Le Premier ministre a assuré au groupe de députés de la majorité qu’il prendra « ses responsabilités », tout en laissant l’impression de jouer la montre.

  « Notre objectif reste d’adopter la réforme avant l’été », explique le Premier ministre, qui pourrait se voir obligé de dégainer le 49.3.
« Notre objectif reste d’adopter la réforme avant l’été », explique le Premier ministre, qui pourrait se voir obligé de dégainer le 49.3. LP/Philippe Lavieille

    « Le 49.3 est une responsabilité du Premier ministre. Si je considère que c'est comme cela qu'il faut avancer, je prendrai mes responsabilités », assène Edouard Philippe. Pressé par une partie de la majorité, y compris l'Elysée, d'accélérer l'adoption du texte sur la réforme des retraites, le Premier ministre a pour la première fois, envoyé des premiers éléments de réponses devant les siens.

    L'explication a eu lieu ce mardi matin salle Colbert, à l'Assemblée nationale, pendant la réunion de groupe hebdomadaire. Un rendez-vous largement consacré aux interrogations liées autour d'un possible recours au 49.3, alors que l'examen du texte traîne en longueur, écrasé sous les 40 000 amendements déposés par l'opposition.

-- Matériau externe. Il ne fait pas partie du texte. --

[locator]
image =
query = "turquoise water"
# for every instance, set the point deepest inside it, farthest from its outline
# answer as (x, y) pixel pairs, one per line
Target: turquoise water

    « Un temps infini à examiner des amendements dérisoires »

    « On est passé dans une tonalité d'obstruction à une tonalité d'enlisement. Quand on regarde le détail de ce qu'il se passe dans l'hémicycle, on voit un temps infini passé à examiner des amendements dérisoires. Ça pourrait être comique, si ce n'était pas tragique », a-t-il déclaré devant la centaine de députés présents. Certains se disent « perplexes » et même « très inquiets » en voyant comment l'examen du texte traîne en longueur. Lundi, au bout de huit jours de discussions, l'Assemblée n'est effectivement parvenue à faire adopter que l'article 1er du texte … sur un total de 65 à examiner.

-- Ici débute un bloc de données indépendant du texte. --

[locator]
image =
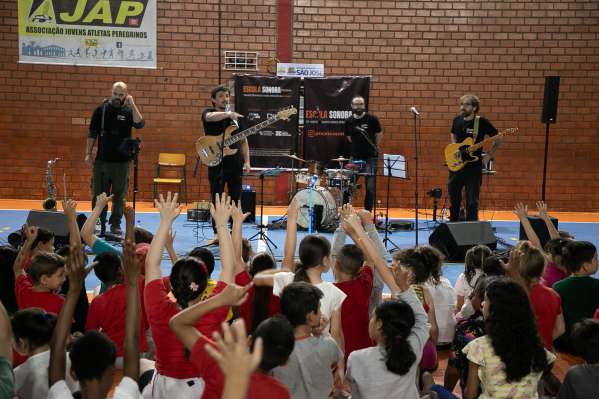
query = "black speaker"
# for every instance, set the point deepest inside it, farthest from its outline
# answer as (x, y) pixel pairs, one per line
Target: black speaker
(454, 239)
(55, 222)
(550, 99)
(248, 204)
(539, 227)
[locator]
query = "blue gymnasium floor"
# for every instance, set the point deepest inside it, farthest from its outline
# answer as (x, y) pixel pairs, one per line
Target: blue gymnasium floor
(190, 236)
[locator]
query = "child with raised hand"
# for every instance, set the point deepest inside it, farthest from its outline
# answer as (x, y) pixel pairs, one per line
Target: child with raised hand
(275, 333)
(399, 327)
(107, 310)
(46, 275)
(175, 376)
(527, 268)
(579, 292)
(7, 379)
(582, 381)
(32, 330)
(499, 364)
(423, 264)
(307, 374)
(355, 276)
(314, 260)
(473, 270)
(93, 355)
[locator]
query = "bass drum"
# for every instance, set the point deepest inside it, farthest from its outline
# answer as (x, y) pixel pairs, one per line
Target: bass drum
(320, 196)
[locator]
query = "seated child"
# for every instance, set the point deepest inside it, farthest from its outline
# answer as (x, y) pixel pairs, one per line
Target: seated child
(32, 331)
(582, 381)
(308, 373)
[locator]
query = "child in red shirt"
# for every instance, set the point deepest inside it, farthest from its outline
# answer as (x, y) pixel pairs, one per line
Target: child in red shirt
(175, 376)
(46, 275)
(107, 310)
(527, 268)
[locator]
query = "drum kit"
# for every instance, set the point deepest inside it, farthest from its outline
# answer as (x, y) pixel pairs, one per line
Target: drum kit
(330, 188)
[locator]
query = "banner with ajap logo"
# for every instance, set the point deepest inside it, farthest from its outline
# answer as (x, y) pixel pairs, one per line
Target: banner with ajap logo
(111, 33)
(327, 104)
(258, 98)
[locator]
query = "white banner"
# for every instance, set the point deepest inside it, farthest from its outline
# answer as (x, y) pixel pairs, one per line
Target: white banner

    Alors que faire ? Passer en force avec le recours au 49.3 ? « Je n'ai jamais critiqué son utilisation, je suis à l'aise avec la Constitution », se défend Philippe, alors que plusieurs proches expliquent qu'il redoute l'utilisation d'une telle arme si près du scrutin municipal, avec le risque d'un vote sanction contre des listes soutenues par la République en marche. Y compris la sienne au Havre. « La question qui se pose est : doit-on l'utiliser ? Quand ? Et sur quoi ? », pose le Premier ministre, qui, selon nos informations, a longuement échangé sur le sujet lundi lors de son déjeuner hebdomadaire avec Emmanuel Macron.

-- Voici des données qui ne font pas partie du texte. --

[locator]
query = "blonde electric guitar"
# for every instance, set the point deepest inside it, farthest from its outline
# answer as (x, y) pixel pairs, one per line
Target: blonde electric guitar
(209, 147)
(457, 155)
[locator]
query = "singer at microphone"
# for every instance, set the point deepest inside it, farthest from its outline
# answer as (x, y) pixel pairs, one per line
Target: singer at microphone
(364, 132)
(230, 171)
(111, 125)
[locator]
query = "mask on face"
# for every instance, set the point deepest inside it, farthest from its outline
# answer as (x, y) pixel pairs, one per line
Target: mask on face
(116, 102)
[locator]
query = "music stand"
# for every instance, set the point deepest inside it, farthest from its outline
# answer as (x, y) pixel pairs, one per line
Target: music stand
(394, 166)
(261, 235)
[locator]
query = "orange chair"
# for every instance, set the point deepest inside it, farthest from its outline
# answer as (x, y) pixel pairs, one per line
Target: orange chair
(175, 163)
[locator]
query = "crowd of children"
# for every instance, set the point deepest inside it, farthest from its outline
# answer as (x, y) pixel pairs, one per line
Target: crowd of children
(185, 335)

    Une chose est sûre, le temps presse. « Notre objectif reste d'adopter la réforme avant l'été. Car après l'été, on est dans une phase un peu différente, avec moins de temps, un agenda politique et parlementaire redoutablement chargé », explique Philippe. Pour faire adopter le texte avant l'été, il doit être au Sénat au mois d'avril. Pour être au mois d'avril au Sénat, il doit être adopté en mars à l'Assemblée. C'est mécanique ». Mission impossible ? Le chef du gouvernement compte utiliser à plein les deux semaines qui restent avant la trêve des municipales. Traduction : pas de précipitation sur le 49.3… sans pour autant l'exclure.

    Se caler avec Emmanuel Macron

    « J'assume parfaitement de ne pas dire au jour le jour et d'heure en heure ce que j'ai décidé de faire », assume Philippe devant les députés, pour éviter les fuites dans les médias. « Je pourrais vous dire des choses qui ne pourraient pas arriver, histoire de lancer des fausses pistes ! », a-t-il même provoqué, suscitant des rires dans la salle Colbert.

    « Mais je peux quand même vous dire que quand il faut prendre mes responsabilités, je n'ai pas pris l'habitude de me défausser », prévient Philippe à propos d'un possible recours au 49.3. Mais pas trop tôt, donc : « Nous avons besoin que vous continuiez à être dans la discussion, pour une raison simple : je trouve compliqué et difficilement compréhensible pour l'opinion de prendre acte trop tôt », assène-t-il, manière de jouer la montre… et aussi de caler sa position avec celle du président de la République que plusieurs proches décrivent comme plus allant sur l'utilisation d'un tel outil constitutionnel. Réponse de Philippe, un brin provocateur et sourire en coin : « Je ne me lasserai jamais de la petite musique consistant à penser que le président de la République et le Premier ministre ne sont pas alignés. Je ne m'en lasserai jamais ! »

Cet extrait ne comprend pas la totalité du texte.